Had a meeting with my Consultant Surgeon today re. the MRI scan on the lump on my collar bone, which has grown to the size of a hen's egg in the last 5 weeks.
A previous biopsy had confirmed that it was cancerous, so I knew today would not really be about good news. I was certainly correct in that assumption.
My 'lump' goes in to my chest and is vey close to a number of vital vessels. I was advised that I can have surgery to remove it and then the Oncologist will do his bit (I'm assuming more chemo). However, this surgery will not fully remove all of the cancerous tumour and the necessary margin normally removed on top will not be possible due to it's position (junction of collar bone and sternum). Due to it's size I'll possibly need a skin flap from my chest to replace lost tissue and my swallowing could well be affected by the surgery being so close to the nerves involved - and that's if I don't succumb to any catastrophic bleeding whilst on the operating table due to vessel proximity above and possibly below the collar bone if it's gone that far by the time I've had surgery.
The Surgeon was direct and detailed in his analysis and wouldn't commit to producing a recommendation when asked. When my wife asked him for a personal view (i.e. if it was a relative or a loved one of his) he said he considered more surgery as a treatment too far considering the effect on the quality of life in the time I have left (months).
So, I'll get increasingly tired and fade away or eventually have a catastrophic blood vessel episode in the next few months as the tumour grows.
I'm having a second opinion as I feel I should - but I do not expect any change in prognosis.
I am told my tumour could well break through the skin so I would appreciate any insight into wound management/problems.

Im very sorry to read about your latest diagnosis!
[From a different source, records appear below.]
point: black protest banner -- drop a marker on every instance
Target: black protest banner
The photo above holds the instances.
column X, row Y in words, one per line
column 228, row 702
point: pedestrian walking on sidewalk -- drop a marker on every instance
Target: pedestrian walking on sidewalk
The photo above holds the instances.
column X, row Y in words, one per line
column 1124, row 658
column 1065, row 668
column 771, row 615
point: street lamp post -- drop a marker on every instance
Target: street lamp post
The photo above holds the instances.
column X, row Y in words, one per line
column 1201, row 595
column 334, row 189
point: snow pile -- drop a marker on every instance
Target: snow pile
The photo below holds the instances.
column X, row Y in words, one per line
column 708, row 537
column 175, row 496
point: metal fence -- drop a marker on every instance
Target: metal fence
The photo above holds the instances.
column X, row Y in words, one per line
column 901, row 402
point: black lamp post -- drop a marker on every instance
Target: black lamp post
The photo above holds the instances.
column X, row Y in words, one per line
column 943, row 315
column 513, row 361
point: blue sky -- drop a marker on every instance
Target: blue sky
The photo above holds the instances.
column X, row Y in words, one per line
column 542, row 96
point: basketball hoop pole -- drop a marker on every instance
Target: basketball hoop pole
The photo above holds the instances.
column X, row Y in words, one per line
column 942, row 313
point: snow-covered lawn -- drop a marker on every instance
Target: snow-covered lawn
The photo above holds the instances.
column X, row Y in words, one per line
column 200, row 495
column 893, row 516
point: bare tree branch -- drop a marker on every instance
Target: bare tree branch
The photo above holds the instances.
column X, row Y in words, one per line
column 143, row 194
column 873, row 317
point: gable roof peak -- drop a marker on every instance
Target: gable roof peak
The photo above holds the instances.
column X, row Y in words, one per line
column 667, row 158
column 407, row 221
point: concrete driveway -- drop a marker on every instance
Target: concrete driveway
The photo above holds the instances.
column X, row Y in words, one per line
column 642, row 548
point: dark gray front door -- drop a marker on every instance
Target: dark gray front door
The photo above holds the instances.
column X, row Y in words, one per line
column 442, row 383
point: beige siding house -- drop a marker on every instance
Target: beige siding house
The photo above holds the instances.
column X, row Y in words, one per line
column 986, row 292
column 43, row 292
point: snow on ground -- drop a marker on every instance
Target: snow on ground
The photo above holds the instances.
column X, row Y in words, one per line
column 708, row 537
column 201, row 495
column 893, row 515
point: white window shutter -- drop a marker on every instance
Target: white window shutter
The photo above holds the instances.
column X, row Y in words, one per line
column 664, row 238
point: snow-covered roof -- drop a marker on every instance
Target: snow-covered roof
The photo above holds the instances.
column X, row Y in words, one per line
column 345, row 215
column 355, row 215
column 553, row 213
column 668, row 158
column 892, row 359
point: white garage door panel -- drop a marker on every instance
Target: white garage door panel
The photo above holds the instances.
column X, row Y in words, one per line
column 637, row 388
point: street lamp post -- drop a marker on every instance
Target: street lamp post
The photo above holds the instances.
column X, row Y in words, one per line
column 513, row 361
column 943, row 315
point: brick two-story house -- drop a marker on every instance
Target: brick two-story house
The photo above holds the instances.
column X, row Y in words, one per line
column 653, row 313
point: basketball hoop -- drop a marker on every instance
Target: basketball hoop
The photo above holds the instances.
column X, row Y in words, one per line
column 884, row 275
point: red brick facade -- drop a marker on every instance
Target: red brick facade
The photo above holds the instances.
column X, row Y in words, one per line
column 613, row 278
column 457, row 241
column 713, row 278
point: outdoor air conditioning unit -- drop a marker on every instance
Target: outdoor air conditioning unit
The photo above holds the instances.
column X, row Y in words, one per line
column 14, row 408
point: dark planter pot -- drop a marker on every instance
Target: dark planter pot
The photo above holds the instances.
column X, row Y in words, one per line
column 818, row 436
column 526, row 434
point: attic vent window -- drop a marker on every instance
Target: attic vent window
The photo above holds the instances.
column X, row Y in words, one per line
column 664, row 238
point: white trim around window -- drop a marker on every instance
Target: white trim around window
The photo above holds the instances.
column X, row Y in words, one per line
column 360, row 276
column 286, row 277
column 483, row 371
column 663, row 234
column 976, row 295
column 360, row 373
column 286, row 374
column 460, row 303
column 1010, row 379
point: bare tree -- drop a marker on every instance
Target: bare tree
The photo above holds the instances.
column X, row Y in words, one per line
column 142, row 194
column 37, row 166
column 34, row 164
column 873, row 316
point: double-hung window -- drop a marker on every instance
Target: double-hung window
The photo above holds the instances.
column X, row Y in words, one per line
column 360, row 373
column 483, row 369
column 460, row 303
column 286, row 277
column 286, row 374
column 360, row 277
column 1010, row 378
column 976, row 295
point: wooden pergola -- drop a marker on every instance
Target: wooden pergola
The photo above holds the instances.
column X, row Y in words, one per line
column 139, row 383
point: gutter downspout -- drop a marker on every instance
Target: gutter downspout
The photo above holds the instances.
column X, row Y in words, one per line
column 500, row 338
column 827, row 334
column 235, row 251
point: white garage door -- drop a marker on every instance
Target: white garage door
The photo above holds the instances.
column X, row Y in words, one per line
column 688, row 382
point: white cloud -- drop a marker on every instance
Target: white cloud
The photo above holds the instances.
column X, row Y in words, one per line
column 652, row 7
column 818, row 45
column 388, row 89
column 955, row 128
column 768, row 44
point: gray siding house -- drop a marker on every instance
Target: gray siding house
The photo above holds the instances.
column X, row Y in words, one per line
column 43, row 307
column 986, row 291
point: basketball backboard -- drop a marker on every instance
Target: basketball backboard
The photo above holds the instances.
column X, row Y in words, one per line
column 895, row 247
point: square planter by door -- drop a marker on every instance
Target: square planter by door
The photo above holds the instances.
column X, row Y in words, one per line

Im hoping the second opinion will be helpful. It can never hurt to have a second or even third opinion to see what they would come up with for a treatment plan.

When I was diagnosed with my third round of OC, I almost quit before I even bothered to try to eliminate the cancer. Because of the wonderful members of this forum I was convinced not to quit before I gave it a shot. Of course my situation was much different than yours. But even though it was a different situation it shows that even with slim odds there could be a chance to get thru it. Please dont quit if there is a chance to get rid of this awful cancer.

Can the docs put you on chemo to try to shrink the tumor prior to doing a surgery? Is this a recurrence of the same type of cancer, SCC or a new type?

Please continue to post as someone could come up with something helpful. Best wishes!

I'm sorry for the bad news. As Christine mentioned, chemo. I had heard of TPF Induction Chemo, Taxotere, Cisplatin, 5-FU, used midway or after cancer treatment, that may have be the only thing to significantly reduce or eliminate the tumors for additional treatment, surgery afterwards or to continue treatment. I hope you find other answers. I only had 5 days of TPF, and it killed all my tumors in the Tonsil, BOT, Valleculla, two lymph nodes, but it lasts less than a year before cancer returns, so further treatment is needed. Its usually 3 5 day cycles spaced 3 weeks apart. Mine lasted 8 months, but only came back in one lymph, and then had radiation to follow, then other treatments as recurrences continued. Good luck. I hope to see something else.

Forgot to add clinical trials. There are a number of them for recurrent SCCHN, especially with targeted therapies.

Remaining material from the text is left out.